A Small Difference

Ucross, Wyoming, population 25, is situated just east of the Bighorn Mountains, on the western edge of the Powder River Basin. It’s 20,000 acres of high desert sagebrush, rubbing up against wetlands, grasslands, and riparian habitat where the Clear and Piney Creeks run. It’s ranchland, dotted with cows and emptiness, studded with boulders tossed from space; there are pockets of petrified wood and lots of cool birds. And the news this fall is that all of this land is now designated an IBA— Important Bird Area—a designation made after careful review by the Audubon Society and the American Bird Conservancy. 20,000 acres of protected land where birds can breed or can stop on migration, is not much in the grand scheme of this planet. But for a few key species—the Greater Sage Grouse and the Long-billed Curlew —these 20,000 acres is a big difference.

Fall of 2010 I had my first leave from teaching at Bard College and in that marvelous expanse of time, was able to finish my book, My Reach, while in residency at Ucross. Ucross isn’t a town—there’s no deli or saloon or even a post office. It’s really just the residency, run by energetic, smart people who have created their lives wedged between the vast empty silence of Wyoming and the busy neurosis of grateful creative people who flow through.

While at Ucross, I confess it was hard to push myself indoors to write in my clean, cosy cabin. There was so much outside that I wanted to see—the proghorn and rattlesnakes, but especially the birds. When I arrived, I was but four months into a bird-obsessed life (which continues without slackening). I hardly knew a sparrow from that Loggerhead Shrike but I was out every day getting to know my Vesper Sparrows and Townsend’s Solitaire. One evening I made a trip to a nearby reservoir and in front of my car strolled four birds that looked like goofy chickens with black bellies. Sage Grouse! The landscape I hiked and explored seemed to be filled with unexpected treasures. Soon enough, the Grouse vanished into the sage brush.

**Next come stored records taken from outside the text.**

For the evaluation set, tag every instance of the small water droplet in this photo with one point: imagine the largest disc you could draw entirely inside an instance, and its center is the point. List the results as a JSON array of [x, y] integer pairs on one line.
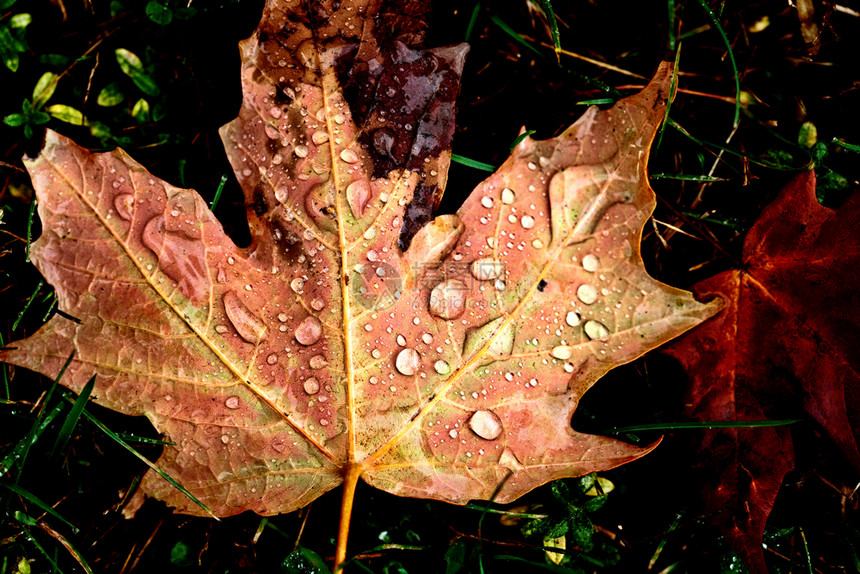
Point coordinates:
[[349, 156], [318, 362], [311, 386], [587, 293], [319, 138], [309, 331], [562, 352], [442, 367], [408, 361]]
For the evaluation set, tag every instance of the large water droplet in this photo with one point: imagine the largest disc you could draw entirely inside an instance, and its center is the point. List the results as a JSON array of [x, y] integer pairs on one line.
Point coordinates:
[[250, 327], [596, 330], [590, 263], [357, 195], [309, 331], [487, 268], [448, 299], [408, 362], [485, 424]]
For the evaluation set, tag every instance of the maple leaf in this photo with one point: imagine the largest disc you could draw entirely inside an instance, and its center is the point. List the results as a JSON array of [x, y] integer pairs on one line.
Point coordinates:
[[787, 340], [353, 338]]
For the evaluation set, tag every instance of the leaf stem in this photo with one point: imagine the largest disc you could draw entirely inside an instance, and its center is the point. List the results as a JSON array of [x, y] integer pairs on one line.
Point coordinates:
[[350, 481]]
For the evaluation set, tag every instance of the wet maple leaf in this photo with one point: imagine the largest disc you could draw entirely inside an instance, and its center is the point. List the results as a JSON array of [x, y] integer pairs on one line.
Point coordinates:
[[353, 338], [786, 342]]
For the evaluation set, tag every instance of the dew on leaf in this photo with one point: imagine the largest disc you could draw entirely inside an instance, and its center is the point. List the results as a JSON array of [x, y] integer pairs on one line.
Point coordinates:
[[596, 330], [311, 386], [309, 331], [408, 361]]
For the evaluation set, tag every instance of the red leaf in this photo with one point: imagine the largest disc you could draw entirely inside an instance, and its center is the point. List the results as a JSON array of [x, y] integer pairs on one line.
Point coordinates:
[[787, 340]]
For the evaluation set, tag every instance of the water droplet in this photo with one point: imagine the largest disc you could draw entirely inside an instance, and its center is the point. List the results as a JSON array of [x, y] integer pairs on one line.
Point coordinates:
[[309, 331], [124, 204], [408, 361], [349, 156], [319, 138], [587, 293], [486, 268], [448, 299], [562, 352], [312, 386], [250, 327], [596, 330], [590, 263], [318, 362], [357, 193]]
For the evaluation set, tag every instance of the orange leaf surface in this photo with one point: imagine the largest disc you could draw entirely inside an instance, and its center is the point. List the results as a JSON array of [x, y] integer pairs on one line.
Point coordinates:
[[786, 342], [354, 338]]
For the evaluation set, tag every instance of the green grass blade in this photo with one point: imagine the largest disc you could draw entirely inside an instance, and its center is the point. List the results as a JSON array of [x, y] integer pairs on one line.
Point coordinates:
[[687, 177], [706, 425], [30, 229], [73, 417], [595, 102], [218, 191], [36, 501], [513, 34], [29, 302], [472, 20], [472, 163], [148, 463], [22, 520], [846, 145], [520, 138], [553, 27], [716, 23]]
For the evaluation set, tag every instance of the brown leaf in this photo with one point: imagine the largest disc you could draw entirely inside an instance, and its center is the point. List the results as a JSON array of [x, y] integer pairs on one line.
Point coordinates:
[[350, 339], [787, 341]]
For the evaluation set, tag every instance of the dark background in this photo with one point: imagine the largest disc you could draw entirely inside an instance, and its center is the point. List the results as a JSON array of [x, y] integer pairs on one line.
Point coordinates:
[[195, 62]]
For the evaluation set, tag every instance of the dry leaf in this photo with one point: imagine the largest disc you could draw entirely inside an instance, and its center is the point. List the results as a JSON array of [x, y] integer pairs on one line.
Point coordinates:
[[786, 342], [350, 339]]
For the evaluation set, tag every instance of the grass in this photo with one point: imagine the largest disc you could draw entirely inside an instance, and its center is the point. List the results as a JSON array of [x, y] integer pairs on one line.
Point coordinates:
[[160, 85]]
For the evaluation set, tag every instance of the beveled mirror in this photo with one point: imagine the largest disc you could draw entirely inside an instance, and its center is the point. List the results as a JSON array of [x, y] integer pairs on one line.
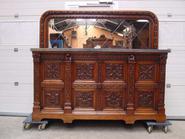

Ucross is the child of a visionary oil man from Minnesota, Raymond Plank, who bought the land and refurbished historic homes and schoolhouses to provide a place where artists and writers could realize their potential. Now, he’s providing land where birds can reach their full potential. He tells his story in his memoir, A Small Difference. His relationship to the land, both drilling for oil and protecting it, reveals the complexity of our relationship to land. These two things can co-exist. And it is exactly such moves of protection by Wyoming landowners that we are counting on to save the Greater Sage Grouse.

A horrible photo of a Sage Grouse taken with a pocket camera

This fall, the Sage Grouse was under consideration for Endangered Species status. This was hotly debated because to protect the bird would mean to limit all kinds of activity on the land, especially drilling. Trying to avoid a blanket of restrictions that comes with the Endangered listing, landowners and conservation organizations have been working together—just like at Ucross—to provide habitat for the bird to breed. According to data compiled by the U.S. Fish and wildlife Service the species is doing well enough—a breeding population of 432,000— that it was not listed. Usually this failure to list would put me in a funk, but the work of Ucross makes me believe that “do it yourself” land protection might in fact work. I suspend my skepticism because Ucross, after all, is a place where an oilman believes in artists and in birds.

I know that some will remain skeptical that our government fell short. They may have. But Ucross—they’ve made a small difference. Let’s keep adding up those small differences all across the country. For birds. For all of us.